Next, we load the PaliGemmaForConditionalGeneration model using the from_pretrained() method. We pass the pre-trained model ID (pretrained_model_id) along with quantization_config=bnb_config to apply 4-bit quantization. We also set device_map={"":0} to ensure the model runs on the GPU (cuda:0).

model

Finally, we print the model to confirm that it has been successfully loaded with the specified configuration.

Load Model with LoRA Configuration

To fine-tune the PaliGemma model efficiently, we apply LoRA (Low-Rank Adaptation), which reduces the number of trainable parameters while maintaining performance.

lora_config = LoraConfig(
   r=8,
   target_modules=["q_proj", "o_proj", "k_proj", "v_proj", "gate_proj", "up_proj", "down_proj"],
   task_type="CAUSAL_LM",
)

First, we define lora_config using LoraConfig(). We set r=8, which controls the rank of the low-rank matrices. The target_modules list specifies which layers in the transformer (e.g., query, key, value, and projection layers) will be fine-tuned. We also set task_type="CAUSAL_LM" to indicate that this model is used for causal language modeling.

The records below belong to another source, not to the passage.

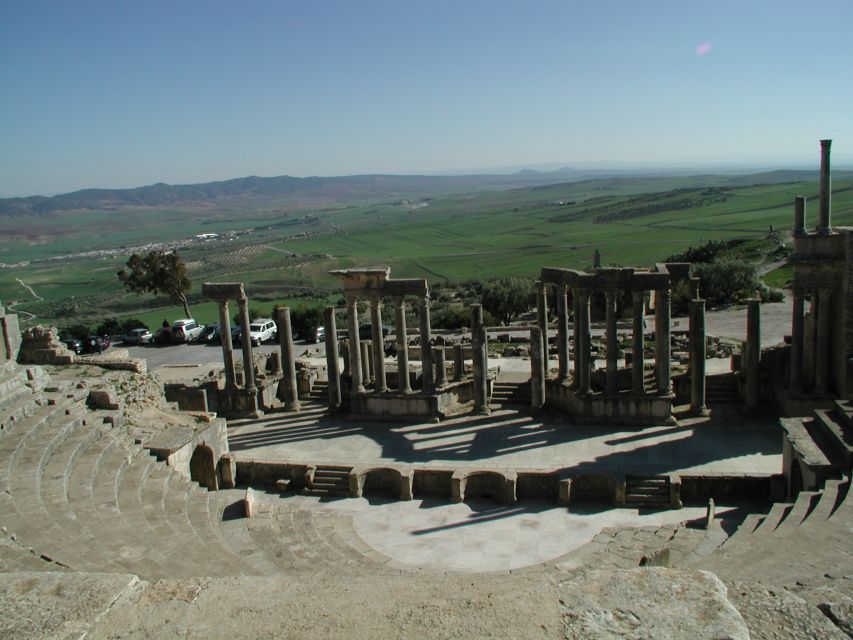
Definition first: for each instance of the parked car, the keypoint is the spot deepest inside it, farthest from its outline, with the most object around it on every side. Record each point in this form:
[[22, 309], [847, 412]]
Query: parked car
[[74, 344], [261, 330], [186, 330], [96, 344], [140, 335], [211, 335], [365, 331]]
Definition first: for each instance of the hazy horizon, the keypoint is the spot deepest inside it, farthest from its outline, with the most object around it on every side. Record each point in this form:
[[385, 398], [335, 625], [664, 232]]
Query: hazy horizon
[[120, 95]]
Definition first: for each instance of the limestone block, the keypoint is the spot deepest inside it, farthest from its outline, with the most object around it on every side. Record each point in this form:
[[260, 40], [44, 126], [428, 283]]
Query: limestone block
[[105, 398], [650, 602]]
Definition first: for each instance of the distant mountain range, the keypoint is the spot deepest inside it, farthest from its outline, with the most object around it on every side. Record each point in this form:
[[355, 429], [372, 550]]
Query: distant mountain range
[[314, 190]]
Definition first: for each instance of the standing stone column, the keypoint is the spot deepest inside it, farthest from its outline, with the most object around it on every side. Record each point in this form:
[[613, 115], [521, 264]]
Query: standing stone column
[[537, 369], [612, 344], [366, 362], [480, 360], [697, 358], [248, 363], [576, 334], [582, 343], [403, 383], [800, 216], [227, 347], [542, 314], [562, 333], [663, 312], [285, 341], [354, 346], [344, 346], [332, 362], [823, 355], [824, 226], [440, 362], [795, 385], [638, 299], [752, 361], [458, 362], [380, 385], [427, 375]]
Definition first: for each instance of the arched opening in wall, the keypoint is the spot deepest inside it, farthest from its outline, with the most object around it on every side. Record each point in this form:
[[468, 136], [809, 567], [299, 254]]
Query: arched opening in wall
[[203, 467], [382, 483]]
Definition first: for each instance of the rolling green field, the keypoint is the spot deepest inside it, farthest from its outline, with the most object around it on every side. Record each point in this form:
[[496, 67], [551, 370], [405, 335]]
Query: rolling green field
[[283, 256]]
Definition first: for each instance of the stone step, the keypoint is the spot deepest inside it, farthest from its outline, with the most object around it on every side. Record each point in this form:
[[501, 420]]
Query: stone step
[[774, 517], [832, 494], [802, 507], [742, 533]]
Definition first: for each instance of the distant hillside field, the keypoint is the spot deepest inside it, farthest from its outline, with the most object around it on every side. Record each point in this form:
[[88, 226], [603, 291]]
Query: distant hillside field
[[284, 251]]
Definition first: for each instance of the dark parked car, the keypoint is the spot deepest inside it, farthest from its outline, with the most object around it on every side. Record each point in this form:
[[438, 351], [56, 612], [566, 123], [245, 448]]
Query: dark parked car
[[140, 335], [95, 344], [74, 344], [211, 335]]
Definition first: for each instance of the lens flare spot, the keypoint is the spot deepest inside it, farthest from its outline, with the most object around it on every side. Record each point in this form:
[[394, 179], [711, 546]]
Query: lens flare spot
[[703, 49]]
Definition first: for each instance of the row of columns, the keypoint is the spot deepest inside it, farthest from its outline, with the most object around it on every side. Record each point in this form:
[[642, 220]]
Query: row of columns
[[356, 357], [582, 354]]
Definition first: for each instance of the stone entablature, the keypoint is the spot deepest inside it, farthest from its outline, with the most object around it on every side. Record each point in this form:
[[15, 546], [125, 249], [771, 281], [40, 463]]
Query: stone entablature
[[576, 394], [369, 393]]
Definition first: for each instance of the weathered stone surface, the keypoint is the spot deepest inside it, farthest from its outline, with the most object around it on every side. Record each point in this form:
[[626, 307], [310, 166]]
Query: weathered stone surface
[[57, 605], [41, 345], [649, 603]]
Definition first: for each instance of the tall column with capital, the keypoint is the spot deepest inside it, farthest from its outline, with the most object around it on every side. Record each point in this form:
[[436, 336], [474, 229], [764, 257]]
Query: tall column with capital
[[227, 347], [582, 344], [612, 346], [824, 225], [697, 357], [542, 314], [285, 341], [576, 334], [403, 383], [354, 346], [638, 298], [795, 384], [427, 375], [332, 363], [663, 305], [753, 355], [537, 369], [823, 354], [380, 385], [366, 362], [480, 360], [562, 333], [248, 362]]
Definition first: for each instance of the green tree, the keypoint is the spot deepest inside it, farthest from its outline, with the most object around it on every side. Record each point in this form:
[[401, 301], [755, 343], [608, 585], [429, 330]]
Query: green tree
[[159, 273], [727, 281], [507, 298]]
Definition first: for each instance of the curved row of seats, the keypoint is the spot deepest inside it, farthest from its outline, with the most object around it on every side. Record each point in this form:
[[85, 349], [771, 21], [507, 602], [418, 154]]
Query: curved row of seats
[[77, 493]]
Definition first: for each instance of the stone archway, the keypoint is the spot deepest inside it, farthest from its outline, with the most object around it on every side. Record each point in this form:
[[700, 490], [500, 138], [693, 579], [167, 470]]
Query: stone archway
[[203, 467]]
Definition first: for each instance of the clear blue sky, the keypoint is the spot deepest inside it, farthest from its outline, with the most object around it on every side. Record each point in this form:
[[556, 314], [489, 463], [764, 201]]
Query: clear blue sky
[[121, 94]]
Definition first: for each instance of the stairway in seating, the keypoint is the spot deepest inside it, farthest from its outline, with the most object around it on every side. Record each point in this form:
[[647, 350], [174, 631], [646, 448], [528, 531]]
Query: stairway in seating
[[329, 481], [647, 491], [319, 393], [511, 393], [722, 388]]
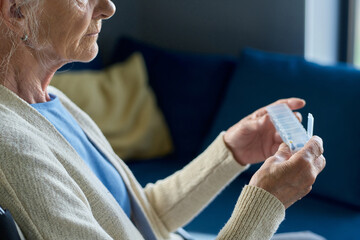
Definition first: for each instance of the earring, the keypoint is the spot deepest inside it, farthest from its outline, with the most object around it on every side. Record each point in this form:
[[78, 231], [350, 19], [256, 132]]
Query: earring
[[25, 38]]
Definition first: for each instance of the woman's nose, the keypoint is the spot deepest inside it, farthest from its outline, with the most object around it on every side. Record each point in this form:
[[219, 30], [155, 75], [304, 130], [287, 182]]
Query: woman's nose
[[104, 9]]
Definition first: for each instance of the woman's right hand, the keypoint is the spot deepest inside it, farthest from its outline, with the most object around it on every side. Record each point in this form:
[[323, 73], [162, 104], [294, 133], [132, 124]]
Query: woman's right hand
[[290, 177]]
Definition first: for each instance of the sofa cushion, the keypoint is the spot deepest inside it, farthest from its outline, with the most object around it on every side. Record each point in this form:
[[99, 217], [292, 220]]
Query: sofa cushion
[[188, 88], [333, 97], [123, 105]]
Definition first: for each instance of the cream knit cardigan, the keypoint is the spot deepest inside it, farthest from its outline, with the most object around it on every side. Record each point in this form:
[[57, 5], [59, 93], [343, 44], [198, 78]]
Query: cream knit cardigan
[[52, 194]]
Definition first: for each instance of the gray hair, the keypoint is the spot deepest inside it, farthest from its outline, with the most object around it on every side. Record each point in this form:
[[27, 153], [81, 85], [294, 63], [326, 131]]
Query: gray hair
[[30, 9]]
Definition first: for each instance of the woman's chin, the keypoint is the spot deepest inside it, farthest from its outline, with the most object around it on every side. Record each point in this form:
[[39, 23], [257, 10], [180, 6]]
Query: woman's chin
[[89, 55]]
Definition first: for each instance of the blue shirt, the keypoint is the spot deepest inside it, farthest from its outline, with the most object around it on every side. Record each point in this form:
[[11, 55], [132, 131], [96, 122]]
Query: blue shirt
[[63, 121]]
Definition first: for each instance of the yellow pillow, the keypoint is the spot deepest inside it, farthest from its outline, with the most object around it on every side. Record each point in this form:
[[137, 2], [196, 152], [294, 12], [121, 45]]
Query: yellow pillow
[[123, 105]]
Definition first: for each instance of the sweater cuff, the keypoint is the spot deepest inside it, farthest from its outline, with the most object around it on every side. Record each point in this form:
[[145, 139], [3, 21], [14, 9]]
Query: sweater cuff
[[257, 215], [229, 159]]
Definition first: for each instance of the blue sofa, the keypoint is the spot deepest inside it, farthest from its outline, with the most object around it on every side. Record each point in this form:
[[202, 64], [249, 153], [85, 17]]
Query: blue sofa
[[203, 94]]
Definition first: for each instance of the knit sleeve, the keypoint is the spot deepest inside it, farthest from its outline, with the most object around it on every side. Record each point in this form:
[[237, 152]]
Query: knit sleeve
[[257, 215], [180, 197]]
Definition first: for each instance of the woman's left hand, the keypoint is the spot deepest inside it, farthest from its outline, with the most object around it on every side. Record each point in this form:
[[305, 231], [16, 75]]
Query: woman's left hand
[[254, 138]]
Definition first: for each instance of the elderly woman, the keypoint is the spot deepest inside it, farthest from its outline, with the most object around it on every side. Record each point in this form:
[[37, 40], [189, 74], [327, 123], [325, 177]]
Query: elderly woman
[[59, 176]]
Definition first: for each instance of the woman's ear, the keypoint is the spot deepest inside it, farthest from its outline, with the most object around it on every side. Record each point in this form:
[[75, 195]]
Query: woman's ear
[[11, 14]]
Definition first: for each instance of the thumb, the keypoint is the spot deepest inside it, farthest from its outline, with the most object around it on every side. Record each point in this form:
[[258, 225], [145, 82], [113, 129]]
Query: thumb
[[284, 151]]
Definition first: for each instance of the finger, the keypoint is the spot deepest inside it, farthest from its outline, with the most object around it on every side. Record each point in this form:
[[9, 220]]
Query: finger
[[320, 163], [312, 149], [283, 152], [298, 116], [293, 103], [277, 138]]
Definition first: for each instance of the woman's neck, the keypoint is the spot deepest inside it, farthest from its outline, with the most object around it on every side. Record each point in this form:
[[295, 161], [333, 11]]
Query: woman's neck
[[28, 78]]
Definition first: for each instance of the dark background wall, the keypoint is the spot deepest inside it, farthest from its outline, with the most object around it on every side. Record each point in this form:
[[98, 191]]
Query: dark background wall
[[212, 26]]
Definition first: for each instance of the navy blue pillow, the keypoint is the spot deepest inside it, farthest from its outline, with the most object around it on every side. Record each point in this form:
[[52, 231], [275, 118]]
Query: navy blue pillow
[[333, 97], [188, 88]]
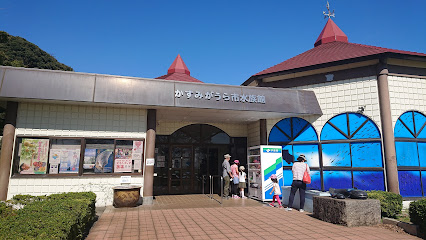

model = get_peft_model(model, lora_config)
model.print_trainable_parameters() # trainable params: 11,876,352 || all params: 3,044,118,768 || trainable%: 0.3901

Next, we apply LoRA to the pre-trained model using get_peft_model(), which wraps the loaded quantized base model with the LoRA adapters. We then print the number of trainable parameters using print_trainable_parameters(). The output confirms that only a small fraction (0.3901%) of the total model parameters are trainable, making the fine-tuning process much more efficient.

model

Finally, we print the model to verify that it has been successfully loaded with LoRA applied.

Preprocess the Input

Before training or inference, we need to preprocess the dataset by converting the raw inputs (images and object categories) into a format the model can understand.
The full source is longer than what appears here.